Last week the Government published its White Paper on the Great Repeal Bill.
Controversially, it makes clear that the government does not intend to convert the Charter into UK law. If the Charter does not become part of UK law the LGBT community will be obvious losers. Some have sought to argue that the protection offered by the Charter can be found in the Equality Act and the Human Rights Act (HRA), which makes the European Convention of Human Rights part of UK law (ECHR). The ECHR is completely independent of the EU. LGBT rights have been read into the ECHR but it does not expressly protect LGBT people.
The CFR goes beyond current UK law and always has. It even includes some international human rights standards not ratified by the UK. The loss of the CFR will be serious for human rights protection in the UK, but no community will feel its absence like LGBT people. There is nothing like A21 CFR in UK law. The Equality Act is a specific piece of legislation and it will not fill that gap and nor can the HRA/ECHR.
Article 21 applies to all aspects of the EU. It is a constitutional equality provision.
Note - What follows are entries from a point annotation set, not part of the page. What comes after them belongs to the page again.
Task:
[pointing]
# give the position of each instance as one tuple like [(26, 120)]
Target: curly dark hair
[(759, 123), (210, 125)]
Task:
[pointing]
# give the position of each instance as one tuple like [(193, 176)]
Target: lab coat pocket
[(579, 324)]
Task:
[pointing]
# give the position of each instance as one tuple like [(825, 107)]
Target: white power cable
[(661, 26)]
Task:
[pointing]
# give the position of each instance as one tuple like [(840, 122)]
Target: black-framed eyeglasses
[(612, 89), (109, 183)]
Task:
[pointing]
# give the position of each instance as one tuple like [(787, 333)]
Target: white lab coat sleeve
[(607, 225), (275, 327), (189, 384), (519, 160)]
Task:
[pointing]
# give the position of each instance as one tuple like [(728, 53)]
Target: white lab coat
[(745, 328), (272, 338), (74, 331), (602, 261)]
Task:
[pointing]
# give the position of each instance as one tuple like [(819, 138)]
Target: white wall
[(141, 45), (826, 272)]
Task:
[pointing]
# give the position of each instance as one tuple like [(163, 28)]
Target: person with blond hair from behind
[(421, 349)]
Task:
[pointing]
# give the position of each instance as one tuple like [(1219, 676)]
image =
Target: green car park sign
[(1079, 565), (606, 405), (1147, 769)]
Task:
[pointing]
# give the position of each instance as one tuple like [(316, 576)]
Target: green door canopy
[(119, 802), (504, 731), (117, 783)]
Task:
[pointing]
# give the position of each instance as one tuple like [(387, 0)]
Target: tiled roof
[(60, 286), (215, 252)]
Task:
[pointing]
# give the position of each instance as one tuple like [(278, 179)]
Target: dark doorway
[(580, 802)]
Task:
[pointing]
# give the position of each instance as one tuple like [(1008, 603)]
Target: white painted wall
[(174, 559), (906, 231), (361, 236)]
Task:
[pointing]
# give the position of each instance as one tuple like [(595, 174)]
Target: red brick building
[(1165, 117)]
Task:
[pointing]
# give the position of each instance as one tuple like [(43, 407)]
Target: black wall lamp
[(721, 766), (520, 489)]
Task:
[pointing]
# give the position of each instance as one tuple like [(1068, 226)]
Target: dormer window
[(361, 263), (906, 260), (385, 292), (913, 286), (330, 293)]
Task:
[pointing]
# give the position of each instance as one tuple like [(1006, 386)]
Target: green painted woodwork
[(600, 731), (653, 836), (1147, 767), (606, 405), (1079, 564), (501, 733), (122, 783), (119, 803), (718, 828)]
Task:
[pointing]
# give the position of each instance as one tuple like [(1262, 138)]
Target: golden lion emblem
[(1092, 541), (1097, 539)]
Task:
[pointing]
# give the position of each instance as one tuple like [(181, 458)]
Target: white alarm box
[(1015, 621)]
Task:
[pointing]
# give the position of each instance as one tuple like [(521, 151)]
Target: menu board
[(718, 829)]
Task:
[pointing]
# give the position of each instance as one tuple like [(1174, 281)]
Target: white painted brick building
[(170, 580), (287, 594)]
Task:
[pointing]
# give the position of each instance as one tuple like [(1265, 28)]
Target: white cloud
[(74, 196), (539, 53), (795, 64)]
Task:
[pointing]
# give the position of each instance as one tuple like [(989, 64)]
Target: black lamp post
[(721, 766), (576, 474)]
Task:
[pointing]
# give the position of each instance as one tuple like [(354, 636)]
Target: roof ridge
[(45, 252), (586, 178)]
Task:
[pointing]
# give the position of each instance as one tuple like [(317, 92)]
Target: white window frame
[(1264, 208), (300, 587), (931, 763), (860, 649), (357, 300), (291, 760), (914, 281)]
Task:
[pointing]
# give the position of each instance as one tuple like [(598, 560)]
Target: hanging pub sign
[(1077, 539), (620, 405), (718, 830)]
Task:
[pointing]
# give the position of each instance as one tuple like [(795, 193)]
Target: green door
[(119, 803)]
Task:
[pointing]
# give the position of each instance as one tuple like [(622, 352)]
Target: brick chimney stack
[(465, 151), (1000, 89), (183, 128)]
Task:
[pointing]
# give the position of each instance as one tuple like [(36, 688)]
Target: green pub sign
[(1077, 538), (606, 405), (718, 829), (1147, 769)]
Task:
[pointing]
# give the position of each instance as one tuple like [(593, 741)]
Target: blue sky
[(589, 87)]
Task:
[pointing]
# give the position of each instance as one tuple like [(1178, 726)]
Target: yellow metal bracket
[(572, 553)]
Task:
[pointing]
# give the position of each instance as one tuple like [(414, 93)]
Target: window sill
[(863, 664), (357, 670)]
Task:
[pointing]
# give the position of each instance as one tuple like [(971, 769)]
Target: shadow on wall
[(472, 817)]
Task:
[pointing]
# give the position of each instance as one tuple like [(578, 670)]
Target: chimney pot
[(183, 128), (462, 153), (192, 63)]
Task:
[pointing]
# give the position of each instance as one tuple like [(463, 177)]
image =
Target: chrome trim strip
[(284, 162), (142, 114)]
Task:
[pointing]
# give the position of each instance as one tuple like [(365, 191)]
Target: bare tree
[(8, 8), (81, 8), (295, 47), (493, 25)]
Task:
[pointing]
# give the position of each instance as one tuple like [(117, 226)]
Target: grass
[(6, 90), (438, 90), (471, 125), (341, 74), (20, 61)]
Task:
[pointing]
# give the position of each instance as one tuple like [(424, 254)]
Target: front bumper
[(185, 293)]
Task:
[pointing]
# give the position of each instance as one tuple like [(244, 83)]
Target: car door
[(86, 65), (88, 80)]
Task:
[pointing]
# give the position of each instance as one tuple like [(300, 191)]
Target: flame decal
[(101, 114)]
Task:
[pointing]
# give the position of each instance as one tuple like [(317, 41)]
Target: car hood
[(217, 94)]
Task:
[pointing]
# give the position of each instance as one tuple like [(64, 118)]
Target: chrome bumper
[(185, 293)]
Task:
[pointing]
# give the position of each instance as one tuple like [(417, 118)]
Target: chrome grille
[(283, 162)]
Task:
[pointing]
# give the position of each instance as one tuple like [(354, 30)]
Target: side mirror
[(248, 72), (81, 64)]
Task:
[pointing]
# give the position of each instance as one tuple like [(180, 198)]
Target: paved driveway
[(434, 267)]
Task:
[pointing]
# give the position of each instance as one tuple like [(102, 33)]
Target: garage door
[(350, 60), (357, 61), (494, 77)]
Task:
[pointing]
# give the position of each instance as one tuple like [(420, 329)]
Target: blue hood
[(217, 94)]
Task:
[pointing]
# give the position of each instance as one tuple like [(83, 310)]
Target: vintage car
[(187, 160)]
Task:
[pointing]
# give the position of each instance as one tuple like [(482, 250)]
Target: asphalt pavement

Neither the Equality Act, HRA nor ECHR have this express status. This matters. The ECHR has been essential in protecting LGBT people but its protection has been limited. You just need to compare LGBT asylum case law under the EU with the ECHR to make that point.
Additionally under the HRA, if an Act of Parliament is clear, that Act has to be applied even if it violates human rights. Under such circumstances all the Courts can do is declare the law incompatible. The CFR is not constrained in this way. And without the CFR & A21 coupled with the right to dignity, what’s to prevent the Equality Act from being tinkered with. We know there are plenty of people in Parliament who think that faith should take precedence over LGBT equality.
And there is the further danger that the HRA will be repealed. A prospective future British Bill of Rights will – no doubt – contain express protection for LGBT people. But I can guarantee that whilst the catalogue of rights within it will be extensive it, its enforcement mechanisms will be limited.
For the first time the gay and lesbian community have a provision that expressly protects us. We need to fight to keep it. Article 21 CFR and the right to dignity must be included in the Great Repeal Bill. But we shouldn’t give up on the rest of the Charter. We need a civil society coalition to fight for it too.
Jonathan Cooper is a barrister specialising in human rights at Doughty Street chambers.